Afterland

Mai Der Vang
Graywolf Press ($16)

by John Bradley

Make me the monarch / morphed from suffering” states a section title of Mai Der Vang’s debut book of poetry, Afterland. She’s referring to the suffering of the Hmong due to the Vietnam war, or more specifically the “secret war” in Laos, where many Hmong lived. The author, a Hmong-American, explores in this book the deep emotional turmoil of displacement, exile, recovery of the past, and the difficulty of inventing a new home in the “afterland.”

One poem in particular, “Dear Soldier of the Secret War,” focuses on the devastation of war and the betrayal of the Hmong by their allies, the Americans. The fate of the Hmong soldier left behind with a destroyed village is vividly contrasted with the American who left Laos: “Do you think of the American returning / to the coffee cup, // new linens / in a warm bed, // pulling into the driveway.” Vang does not downplay the horrors of war, as can be seen in this passage of the poem, which describes what happened when the Pathet Lao captured the Hmong soldier and his brother:

It was scalpel that day they captured
you both. They sliced off
and boiled his tongue,

forced it down your throat.

That the author feels a responsibility to tell the story of the Hmong can be seen from the first poem in the collection, “Another Heaven”: “I am but atoms / Of old passengers // Bereaved to my cloistered bones.” The unusual choice of the word “cloistered” reflects the poet’s need for solitude as well as for communal connection with those “passengers” who fled the war.

Two poems to the author’s grandparents, “old passengers,” carry the deepest emotion in the book. In “Matriarch,” we see the collision of memory and American culture as it attempts to define what happened in Vietnam, Laos, and Cambodia. “She points at the television as if she could translate / Rocky, make sense of Rambo,” the poems begins. Perhaps the grandmother can’t translate the films, but the narrator can: “Rambo / Is carnage cloaked in her homeland mud.” There, in this Hollywood war fantasy, can be found the soil of the homeland, and while Rocky and Rambo merge, their eyes can be read; they resemble “dead stars” and speak of “A man omitted.” This the grandmother understands well, the poem tells us.

Much later in the book, in “Your Mountain Lies Down with You,” we hear the author tenderly address her grandfather. “You will see Mount Whitney is as beautiful as Phou Bia,” she promises him. But this beauty, this substitution comes at a cost: “The moon is sharp enough to cut your eat as the one from your village.” The poem closes with these moving lines:

Grandfather, you are not buried in the green mountains of Laos
but here in the Tollhouse hills, earth and heaven to oak gods.

Your highlands have come home,
and now you finally sleep.

The use of the word “home” brings comfort, as it means the grandfather’s geography now surrounds him, even as it contains the “oak gods” of another land.
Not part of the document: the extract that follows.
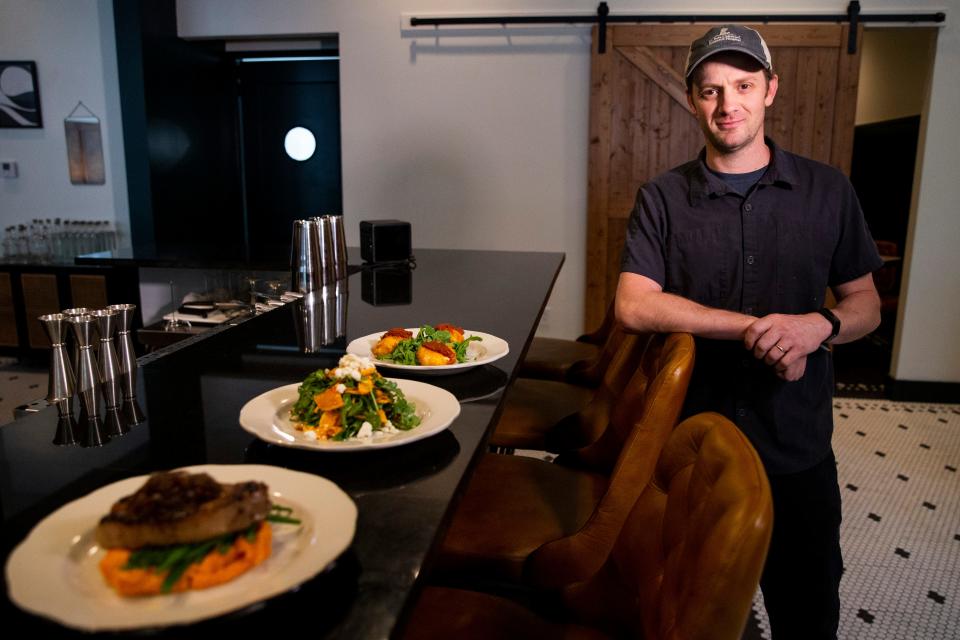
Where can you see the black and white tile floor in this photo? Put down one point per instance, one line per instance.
(898, 469)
While these poems reveal the emotional undercurrents of Afterland, they don’t convey the author’s bold linguistic play. In a recent interview for the Fairy Tale Review, she offers this advice to poets: “Bend. Risk. Distort. Create rupture.” Advice which she wholeheartedly embraces. Here are some of the lines that beautifully bend, risk, and distort: “The sky sleeps quilted in a militia of stars.” “Ants are spies for the dead.” “The dead cannot be reborn in metal.” “I go to funerals / to keep.” Vang is a skilled practitioner of the declarative sentence, her statements leading us to surprising discoveries. Take the last statement: We expect to hear “weep” but she withholds this, yet the similar sound of “keep” carries with it the emotion of weeping. The sentence doesn’t reveal what she keeps, but the poem suggests that the funeral allows her to keep memories, to keep stories of the past, to keep a culture alive, even as individuals die. Even as the task of carrying on the culture shifts to the next generation.

This stunning collection is not only the debut of a poet with a startlingly original voice; it also reminds the reader how long the legacy of a war lasts. The U.S. left Southeast Asia in 1973, and even now struggles to understand what that failed military engagement means. One sign of this struggle is the new documentary on the Vietnam war by Ken Burns and Lynn Novick, which will be shown this fall. Another sign is our nation’s current questioning of our international role, and specifically our role in Afghanistan. For Mai Der Vang, the cost of war is not about abstractions of policy or theories of power. In “The Spirit Meal,” she writes, “Now the dead come to dine / in my kitchen.” No doubt they will find nourishment in Afterland, as will readers looking for poetry steeped in history.